You manage an API in Azure API Management. You need to cache API responses such that different responses are returned based on the product subscription key used by the caller. Which set of policies should you implement?
This is the correct pattern: lookup cache on request, store on response, varying by subscription key.
Why this answer
Option A is correct because caching API responses based on the subscription key ensures that each caller receives a cached response unique to their subscription. The 'cache-lookup' policy in the inbound section checks the cache before forwarding the request, and the 'cache-store' policy in the outbound section stores the response after it is generated. By specifying the subscription key as a vary-by parameter, the cache key includes the subscription key, so different keys produce different cached entries.
Exam trap
The trap here is that candidates often assume caching policies must both be in the inbound section, not realizing that 'cache-lookup' must run before the backend call and 'cache-store' must run after the response is generated, requiring them in inbound and outbound respectively.
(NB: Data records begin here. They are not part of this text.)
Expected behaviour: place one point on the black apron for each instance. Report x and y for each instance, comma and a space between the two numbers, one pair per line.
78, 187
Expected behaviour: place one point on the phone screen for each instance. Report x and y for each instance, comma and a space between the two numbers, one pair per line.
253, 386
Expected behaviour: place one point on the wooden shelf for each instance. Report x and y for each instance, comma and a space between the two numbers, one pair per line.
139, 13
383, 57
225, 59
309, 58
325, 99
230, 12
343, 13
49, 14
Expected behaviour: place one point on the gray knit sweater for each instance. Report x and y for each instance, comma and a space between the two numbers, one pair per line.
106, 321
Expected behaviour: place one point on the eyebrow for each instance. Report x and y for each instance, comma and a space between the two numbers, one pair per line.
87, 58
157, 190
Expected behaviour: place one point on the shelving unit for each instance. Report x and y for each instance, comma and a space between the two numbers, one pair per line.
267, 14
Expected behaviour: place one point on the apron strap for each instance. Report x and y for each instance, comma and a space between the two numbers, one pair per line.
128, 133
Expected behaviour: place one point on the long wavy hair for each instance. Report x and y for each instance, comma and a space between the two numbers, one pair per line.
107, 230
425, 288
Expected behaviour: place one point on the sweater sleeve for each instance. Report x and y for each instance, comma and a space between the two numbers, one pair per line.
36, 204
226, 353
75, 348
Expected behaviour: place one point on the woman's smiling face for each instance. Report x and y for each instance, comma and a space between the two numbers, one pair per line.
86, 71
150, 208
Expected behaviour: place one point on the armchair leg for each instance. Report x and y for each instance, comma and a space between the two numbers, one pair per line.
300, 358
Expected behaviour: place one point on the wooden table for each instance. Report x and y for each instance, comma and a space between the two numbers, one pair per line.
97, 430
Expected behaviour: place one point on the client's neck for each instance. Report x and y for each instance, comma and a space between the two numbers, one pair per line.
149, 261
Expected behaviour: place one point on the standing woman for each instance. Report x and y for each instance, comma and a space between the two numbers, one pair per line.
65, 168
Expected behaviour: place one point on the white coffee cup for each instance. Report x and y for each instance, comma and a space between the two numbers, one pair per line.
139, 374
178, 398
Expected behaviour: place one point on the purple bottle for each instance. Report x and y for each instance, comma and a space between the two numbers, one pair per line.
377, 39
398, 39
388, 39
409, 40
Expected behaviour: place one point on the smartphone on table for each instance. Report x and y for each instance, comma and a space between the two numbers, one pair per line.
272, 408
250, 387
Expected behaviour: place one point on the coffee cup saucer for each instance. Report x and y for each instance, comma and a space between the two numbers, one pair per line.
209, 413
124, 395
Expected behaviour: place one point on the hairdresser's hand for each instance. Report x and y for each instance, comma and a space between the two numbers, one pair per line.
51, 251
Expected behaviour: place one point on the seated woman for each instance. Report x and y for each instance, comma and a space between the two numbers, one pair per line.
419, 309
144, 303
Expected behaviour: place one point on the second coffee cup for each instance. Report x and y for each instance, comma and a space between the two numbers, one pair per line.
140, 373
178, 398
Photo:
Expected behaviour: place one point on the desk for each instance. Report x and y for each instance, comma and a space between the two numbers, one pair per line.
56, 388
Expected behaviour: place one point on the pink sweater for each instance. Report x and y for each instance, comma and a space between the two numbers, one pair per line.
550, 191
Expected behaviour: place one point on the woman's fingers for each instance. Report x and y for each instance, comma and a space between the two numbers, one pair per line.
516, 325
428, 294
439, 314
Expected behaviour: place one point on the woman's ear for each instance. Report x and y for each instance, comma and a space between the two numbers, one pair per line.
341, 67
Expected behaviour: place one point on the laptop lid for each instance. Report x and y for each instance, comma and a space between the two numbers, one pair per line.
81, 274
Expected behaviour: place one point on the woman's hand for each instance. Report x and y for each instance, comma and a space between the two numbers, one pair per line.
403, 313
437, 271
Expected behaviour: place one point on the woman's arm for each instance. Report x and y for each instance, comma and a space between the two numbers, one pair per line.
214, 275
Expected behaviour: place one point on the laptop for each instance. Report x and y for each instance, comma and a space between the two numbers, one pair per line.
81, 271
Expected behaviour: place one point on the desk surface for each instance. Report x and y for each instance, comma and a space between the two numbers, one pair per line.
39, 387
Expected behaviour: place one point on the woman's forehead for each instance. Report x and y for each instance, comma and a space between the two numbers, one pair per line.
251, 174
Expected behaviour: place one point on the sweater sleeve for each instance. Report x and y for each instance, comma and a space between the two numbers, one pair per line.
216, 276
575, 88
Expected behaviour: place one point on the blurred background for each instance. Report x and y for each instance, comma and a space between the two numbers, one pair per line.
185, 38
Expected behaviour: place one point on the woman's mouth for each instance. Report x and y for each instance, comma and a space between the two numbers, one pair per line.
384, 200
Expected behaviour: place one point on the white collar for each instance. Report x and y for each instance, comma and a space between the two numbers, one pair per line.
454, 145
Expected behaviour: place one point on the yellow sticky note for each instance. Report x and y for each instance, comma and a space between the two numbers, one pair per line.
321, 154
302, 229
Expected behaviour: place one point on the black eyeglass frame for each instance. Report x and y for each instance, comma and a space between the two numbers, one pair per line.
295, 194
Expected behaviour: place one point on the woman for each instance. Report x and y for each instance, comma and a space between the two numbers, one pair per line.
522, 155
How to eliminate wrong answers
Option B is wrong because it reverses the policy placement: 'cache-store' in the inbound section would attempt to store a response before it is generated, and 'cache-lookup' in the outbound section would check the cache after the response is already produced, defeating the purpose of caching. Option C is wrong because placing both policies in the inbound section would attempt to store a response before it is created, and the 'cache-lookup' would not have a response to cache from the outbound flow. Option D is wrong because a 'cache-store' policy alone in the backend section does not include a 'cache-lookup' to retrieve cached responses, and the backend section is not the correct location for response caching; caching policies must be paired in inbound/outbound sections.